Now what interested me greatly is that Bernal, as early as 1931, well before the discovery of the structure of DNA (1953 by James Watson and Francis Crick), well before the structure of any protein was known (1958 — myoglobin by John Kendrew and Max Perutz), and well before the Central Dogma of molecular biology was formulated (1958 by Francis Crick) considered the problem of replication of a protein based on first principles, and excluded the possibility of replication in 3D and 2D, leaving only 1D. The lecture that Bernal gave in 1931 (and here is only part of it!) was never published, and it is now found in historical archives. (Int. Congr. of the History of Science, June–July 1931 A4×7 Box 22 of the Bernal papers.)

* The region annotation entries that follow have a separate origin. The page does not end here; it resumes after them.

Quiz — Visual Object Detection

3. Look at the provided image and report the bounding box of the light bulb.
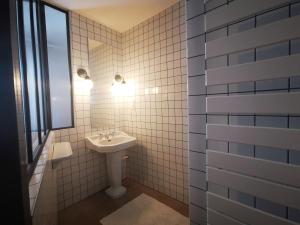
[82,79,94,90]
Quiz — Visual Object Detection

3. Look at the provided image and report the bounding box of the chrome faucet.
[102,130,115,141]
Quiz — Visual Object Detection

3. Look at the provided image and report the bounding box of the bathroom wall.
[90,1,188,203]
[55,12,121,209]
[122,1,188,203]
[187,0,300,225]
[55,1,188,209]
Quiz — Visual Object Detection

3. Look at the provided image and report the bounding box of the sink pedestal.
[105,151,126,198]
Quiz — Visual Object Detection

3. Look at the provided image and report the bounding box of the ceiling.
[47,0,178,32]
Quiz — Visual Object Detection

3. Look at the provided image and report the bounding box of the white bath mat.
[100,194,189,225]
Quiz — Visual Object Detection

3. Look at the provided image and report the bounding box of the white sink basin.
[85,132,136,198]
[86,131,136,153]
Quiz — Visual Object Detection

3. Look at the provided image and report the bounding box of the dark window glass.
[23,1,39,151]
[44,5,73,129]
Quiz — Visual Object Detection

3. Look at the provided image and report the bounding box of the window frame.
[16,0,74,178]
[40,1,75,130]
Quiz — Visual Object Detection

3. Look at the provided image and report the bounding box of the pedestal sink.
[85,131,136,198]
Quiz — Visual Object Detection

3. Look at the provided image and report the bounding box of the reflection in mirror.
[88,39,122,130]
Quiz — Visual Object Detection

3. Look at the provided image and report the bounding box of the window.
[44,5,73,129]
[22,0,45,160]
[17,0,74,170]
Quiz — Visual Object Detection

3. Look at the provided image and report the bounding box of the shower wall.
[187,0,300,225]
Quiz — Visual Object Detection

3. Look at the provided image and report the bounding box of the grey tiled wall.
[186,0,207,225]
[187,0,300,225]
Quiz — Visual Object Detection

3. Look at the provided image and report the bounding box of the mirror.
[88,40,124,130]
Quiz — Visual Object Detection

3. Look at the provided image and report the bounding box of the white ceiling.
[48,0,178,32]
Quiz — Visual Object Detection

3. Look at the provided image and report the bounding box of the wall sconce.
[77,68,93,90]
[112,74,126,85]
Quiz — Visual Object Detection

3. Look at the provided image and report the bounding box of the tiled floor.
[58,180,188,225]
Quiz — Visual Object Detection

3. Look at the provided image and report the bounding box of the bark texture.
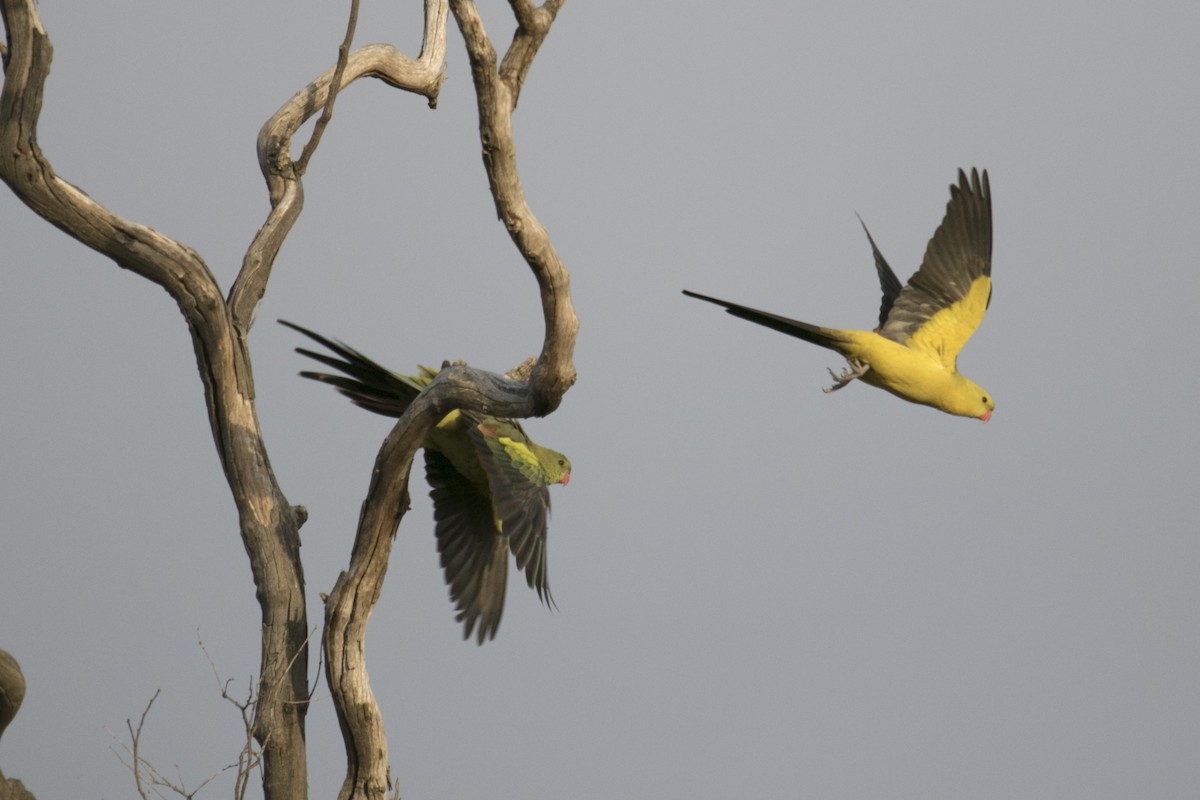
[0,0,578,800]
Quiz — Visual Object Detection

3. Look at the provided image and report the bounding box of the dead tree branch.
[324,0,578,800]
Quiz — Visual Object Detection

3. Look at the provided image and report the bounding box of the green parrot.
[280,319,571,644]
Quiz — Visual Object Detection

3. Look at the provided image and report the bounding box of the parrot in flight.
[280,319,571,644]
[684,169,996,422]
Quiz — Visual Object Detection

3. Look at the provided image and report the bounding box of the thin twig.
[295,0,359,178]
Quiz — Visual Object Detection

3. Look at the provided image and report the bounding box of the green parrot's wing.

I’m reproducing the text below from a note published by Andrew Brown and Alan MacKay , Birbeck College, London (“J D Bernal and the replication of the genetic material – hindsight on foresight” J. Biosci. 30(4), September 2005). Andrew Bown also wrote a book on Bernal (J. D. Bernal: The Sage of Science, Oxford University Press: 2005), which was reviewed by Ken Holmes (http://www.nature.com/nature/journal/v440/n7081/full/440149a.html).
–Joachim Frank
“We are beginning to grasp the chemical and physical nature of the protein molecule” . . .
“The facts of genetics demand, as JBS Haldane has pointed out, that, at some stage in mitosis, the individual molecules in a chromosome must be exactly duplicated. A complete molecule can be duplicated in three ways. If it is solid and 3-D only a supernatural agency, a divine copyist, can, entering its inner complexity, reproduce it in detail. If we prefer a natural solution, we must imagine the molecule stretched out either in a plane or along a line. In either case the simpler constituent molecules have only to arrange themselves one by one on their identical partners in the original molecule, and then become linked to each other by the absorption of suitable quanta from radiation or from second order collisions. That such autocatalysis is possible is indicated by recent work in Russia and America, where the regular atomic arrays of metallic catalysts are shown to operate like laceworker’s frames6 on which simple organic molecules settle to be joined into larger aggregates. A 2-D reproduction of this kind is impossible, owing to the fact that the constituent amino acids in nature are not symmetrical, but exist in right or left hand forms. 2-D reproduction would lead to mirror image molecules, which are not found in nature. There remains then only 1-D reproduction. At the moment of reproduction, but not necessarily at any other time, the molecule of the protein must be imagined as a pseudo-linear, associating itself, element by element, with identical groups, related by an axis instead of a plane of symmetry, and thus preserving only right – or only left-handed symmetry (ital. by JF).. This hypothesis is clearly indicated by Astbury’s explanation of Svedberg’s numbers. Svedberg has established that most natural proteins consist of M. Wt. 34,000 or multiples 2, 3, or 6 times that number. This gives us the confidence to treat all protein molecules, regardless of their complex constitution, as belonging to one natural species.”
“It is impossible to claim these that these ideas are anything but preliminary guesses, but they have the advantage of being susceptible to experimental test”.